Ночь под Новый год началась с шутки и, казалось нам, будет полна веселья. В редакцию шли в приподнятом настроении. Там застали в секретариате одного Урия Павловича Крикуна, склонившегося над еще влажными газетными полосами. Он поздравил нас с приездом, поинтересовался, какой материал сдадим ему в ближайшие дни, предложил горячего чаю. Но когда услышал, что спешим на встречу Нового года и просим сообщить в виду наступающего комендантского часа пропуск и отзыв, замялся.
— Видите ли, новый редактор категорически запретил без его разрешения отлучаться из редакции.
— Но редактор отсутствует. Сейчас вы главный начальник. И вам, конечно, ничего не стоит отпустить нас. Ведь, мы могли прямо с вокзала отправиться к Тараданкину. Срок-то нашей явки — первое января, — убеждал Крикуна Розенфельд.
— Что с вами поделаешь. Возьму все на себя. — И добрейший Крикун назвал нам пропуск и отзыв.
— Теперь мы этими словами будем креститься. Щит — Щигры, Щит — Щигры, — повеселел Розенфельд.
— В десять утра будьте на месте, — напомнил Крикун.

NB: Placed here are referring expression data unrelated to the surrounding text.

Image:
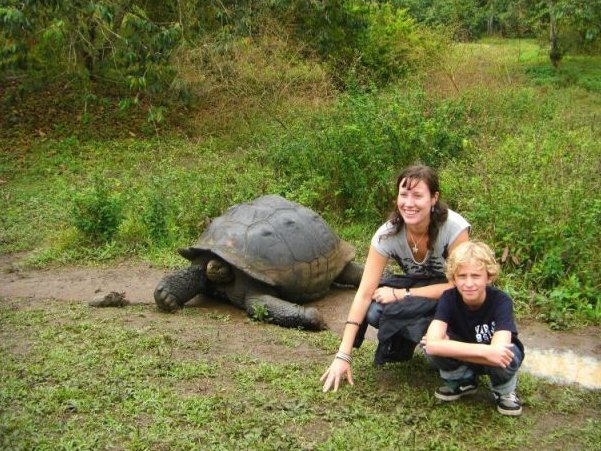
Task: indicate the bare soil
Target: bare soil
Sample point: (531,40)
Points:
(138,281)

На Авиационную улицу, где жил Тараданкин, пришли без задержки. По пути не повстречался ни один ночной патруль. Узкая тропка проложена в глубоких сугробах. Кусты, деревья в пушистом снегу, и в глубине зимнего сада почти не виден дом. Мы идем на патефонную пластинку: «И дремлет улица ночная... И огонек в твоем окне горит, горит не угасая...»
Нас встретил грузный и по-новогоднему возвышенно-радушный Тараданкин.
— О Саша, милый! Здравствуй, дорогой Миша. Пришли. Это же замечательно! — И ко мне: — Заходи, голубчик, заходи.
Я был поражен великолепием новогодней елки. Давно не видел такой чистоты и порядка в доме. Тараданкин представил нас хозяйке, у которой по распоряжению военного коменданта занимал комнату. В гостиной уже находился Евгений Долматовский с двумя политруками из фронтового ансамбля. Они тихо пробовали голоса. Из соседней комнаты порой выглядывали миловидные девушки, следя за стрелками стенных часов. Девушки появились в гостиной дружно, подобно птичьей стайке, когда часовые стрелки приблизились к полночи.
— Что за ярмарка невест? — успел шепнуть Розенфельд Тараданкину.
— Дочь хозяйки пригласила подруг. Девушки закончили институт, стали врачами, получили назначение и послезавтра уезжают на фронт.
Я смотрел на девушек, и какая-то боль подступала к сердцу. Быть может, белоснежные кружева готовились к шумному выпускному балу или свадьбе, а пришлось в одиночестве встречать под Новый год прощальную ночь.
Розенфельд наступил под столом мне на ногу. Это означало: выше голову. Но, видно, фронтовое напряжение, недавний холодный вагон и жаркая баня дали о себе знать. Как ни боролся — осилить дрему не мог.